Mehra questions the process that led to these decisions and the lack of transparency.

“We’re extremely concerned about the actual needs of the patients on the wait lists. And when it comes to wait lists, well those are going to skyrocket.”

Nipissing MPP Vic Fedeli said he is “very confident the health-care professionals” have done what they consider best for the community.

“This is just union pushback,” Fedeli said.

The health-care professionals, he said, have presented “an excellent plan” and he doesn’t need “anyone from Sudbury coming to North Bay” to tell the local community “how to do it.

“I am not taking any advice from the NDP” on how health-care should be run, he said.

“Any gaps (in the health-care system) will be smoothed out” of the “locally driven initiative.

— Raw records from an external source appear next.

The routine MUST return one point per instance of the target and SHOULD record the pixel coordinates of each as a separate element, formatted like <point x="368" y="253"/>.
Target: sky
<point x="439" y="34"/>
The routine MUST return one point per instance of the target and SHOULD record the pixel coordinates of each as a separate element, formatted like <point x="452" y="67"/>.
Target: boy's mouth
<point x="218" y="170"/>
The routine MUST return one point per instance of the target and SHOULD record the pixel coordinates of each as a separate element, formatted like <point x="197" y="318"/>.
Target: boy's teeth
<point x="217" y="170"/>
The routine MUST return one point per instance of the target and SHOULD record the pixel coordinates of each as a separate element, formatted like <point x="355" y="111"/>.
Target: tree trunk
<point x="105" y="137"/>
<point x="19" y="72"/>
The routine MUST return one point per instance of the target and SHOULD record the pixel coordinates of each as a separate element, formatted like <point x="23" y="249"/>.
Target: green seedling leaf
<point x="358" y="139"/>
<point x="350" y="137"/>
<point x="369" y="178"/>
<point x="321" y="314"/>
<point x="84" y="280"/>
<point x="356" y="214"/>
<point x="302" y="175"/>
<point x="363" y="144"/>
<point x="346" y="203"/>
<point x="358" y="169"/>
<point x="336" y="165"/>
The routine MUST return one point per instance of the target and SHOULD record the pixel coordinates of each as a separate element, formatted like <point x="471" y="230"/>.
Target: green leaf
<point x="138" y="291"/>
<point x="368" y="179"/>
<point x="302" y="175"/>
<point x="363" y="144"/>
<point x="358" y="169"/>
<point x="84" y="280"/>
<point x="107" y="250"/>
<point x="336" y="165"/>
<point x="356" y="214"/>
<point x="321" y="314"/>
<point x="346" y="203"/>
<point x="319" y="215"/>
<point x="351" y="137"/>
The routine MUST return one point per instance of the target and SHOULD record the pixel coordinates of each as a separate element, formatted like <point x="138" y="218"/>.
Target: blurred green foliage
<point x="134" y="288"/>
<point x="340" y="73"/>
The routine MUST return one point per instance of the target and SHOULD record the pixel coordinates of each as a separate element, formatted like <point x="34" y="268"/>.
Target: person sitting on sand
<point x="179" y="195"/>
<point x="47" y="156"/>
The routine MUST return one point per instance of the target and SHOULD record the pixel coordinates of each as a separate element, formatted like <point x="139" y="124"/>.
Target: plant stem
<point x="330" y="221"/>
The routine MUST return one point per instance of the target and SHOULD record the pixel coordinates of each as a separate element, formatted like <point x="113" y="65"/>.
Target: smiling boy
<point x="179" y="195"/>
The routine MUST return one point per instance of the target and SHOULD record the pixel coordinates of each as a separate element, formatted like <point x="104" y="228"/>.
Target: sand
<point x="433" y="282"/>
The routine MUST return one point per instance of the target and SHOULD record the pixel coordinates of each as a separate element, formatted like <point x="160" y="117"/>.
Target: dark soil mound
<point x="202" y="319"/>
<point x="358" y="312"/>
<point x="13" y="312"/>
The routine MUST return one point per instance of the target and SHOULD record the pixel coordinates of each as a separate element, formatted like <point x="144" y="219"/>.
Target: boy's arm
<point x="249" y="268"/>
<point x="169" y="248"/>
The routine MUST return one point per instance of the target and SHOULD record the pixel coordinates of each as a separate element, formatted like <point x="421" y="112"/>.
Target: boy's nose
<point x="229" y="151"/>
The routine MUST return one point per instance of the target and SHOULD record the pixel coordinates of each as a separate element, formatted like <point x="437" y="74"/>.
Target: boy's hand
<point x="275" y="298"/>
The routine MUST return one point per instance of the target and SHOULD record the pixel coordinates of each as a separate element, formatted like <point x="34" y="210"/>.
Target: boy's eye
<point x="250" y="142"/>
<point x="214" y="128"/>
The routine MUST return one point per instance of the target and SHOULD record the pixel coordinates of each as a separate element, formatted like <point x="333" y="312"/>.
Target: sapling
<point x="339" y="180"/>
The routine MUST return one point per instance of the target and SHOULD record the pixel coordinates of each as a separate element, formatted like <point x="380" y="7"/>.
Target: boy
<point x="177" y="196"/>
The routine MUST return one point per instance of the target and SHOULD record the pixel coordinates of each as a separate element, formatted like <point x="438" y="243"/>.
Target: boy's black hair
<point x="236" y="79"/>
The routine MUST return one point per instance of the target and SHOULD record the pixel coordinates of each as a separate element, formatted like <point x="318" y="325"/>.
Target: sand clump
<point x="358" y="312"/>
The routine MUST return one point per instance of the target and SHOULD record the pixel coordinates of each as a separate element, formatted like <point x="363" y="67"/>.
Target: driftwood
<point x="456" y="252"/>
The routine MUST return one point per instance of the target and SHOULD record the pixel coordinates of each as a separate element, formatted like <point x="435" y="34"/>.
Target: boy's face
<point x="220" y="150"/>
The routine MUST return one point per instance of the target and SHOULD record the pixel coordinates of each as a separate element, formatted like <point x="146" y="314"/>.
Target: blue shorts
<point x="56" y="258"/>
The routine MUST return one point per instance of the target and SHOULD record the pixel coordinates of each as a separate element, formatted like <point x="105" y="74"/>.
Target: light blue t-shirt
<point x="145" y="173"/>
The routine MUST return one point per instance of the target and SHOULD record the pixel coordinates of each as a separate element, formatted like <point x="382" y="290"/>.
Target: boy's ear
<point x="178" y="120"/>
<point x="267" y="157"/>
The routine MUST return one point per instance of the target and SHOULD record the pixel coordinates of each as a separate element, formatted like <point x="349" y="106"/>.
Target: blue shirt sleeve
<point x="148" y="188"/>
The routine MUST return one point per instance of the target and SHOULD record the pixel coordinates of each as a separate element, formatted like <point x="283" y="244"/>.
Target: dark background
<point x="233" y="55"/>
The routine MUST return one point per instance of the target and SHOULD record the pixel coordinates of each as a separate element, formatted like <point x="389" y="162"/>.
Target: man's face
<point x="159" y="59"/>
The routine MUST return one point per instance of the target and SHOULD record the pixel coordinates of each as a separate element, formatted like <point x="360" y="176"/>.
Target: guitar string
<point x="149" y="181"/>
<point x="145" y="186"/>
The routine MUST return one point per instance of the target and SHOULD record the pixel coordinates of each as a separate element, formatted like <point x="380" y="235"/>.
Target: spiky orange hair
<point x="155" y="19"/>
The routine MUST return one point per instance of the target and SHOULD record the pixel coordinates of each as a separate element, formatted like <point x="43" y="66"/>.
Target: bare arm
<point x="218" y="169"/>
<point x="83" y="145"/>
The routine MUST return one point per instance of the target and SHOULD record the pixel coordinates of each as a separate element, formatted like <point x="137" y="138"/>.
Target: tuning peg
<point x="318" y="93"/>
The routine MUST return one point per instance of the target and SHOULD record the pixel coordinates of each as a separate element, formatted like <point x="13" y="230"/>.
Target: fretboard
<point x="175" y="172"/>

Gelinas weighed in saying the North Bay hospital is known across the province for the quality of care it provides in psychiatry and addictions.

“It’s something to be very proud of,” she said. “But now you’re going to take that away to try to fund other parts of the continuum of care that the city doesn’t have and I say no to that. What this city needs is new money.”

She said although you hear a lot about the (Doug) Ford government cutting programs and services, the province has committed $3.8 billion in mental health and addiction services.

“So what we have to do is make sure some of that funding comes here to North Bay so you can build that continuum of care especially on the community side that is missing, so nobody falls through the cracks,” Gelinas said.

“To think you can take money from a program in the hospital and there will not be any lag time where people will not fall through the cracks is ludicrous.”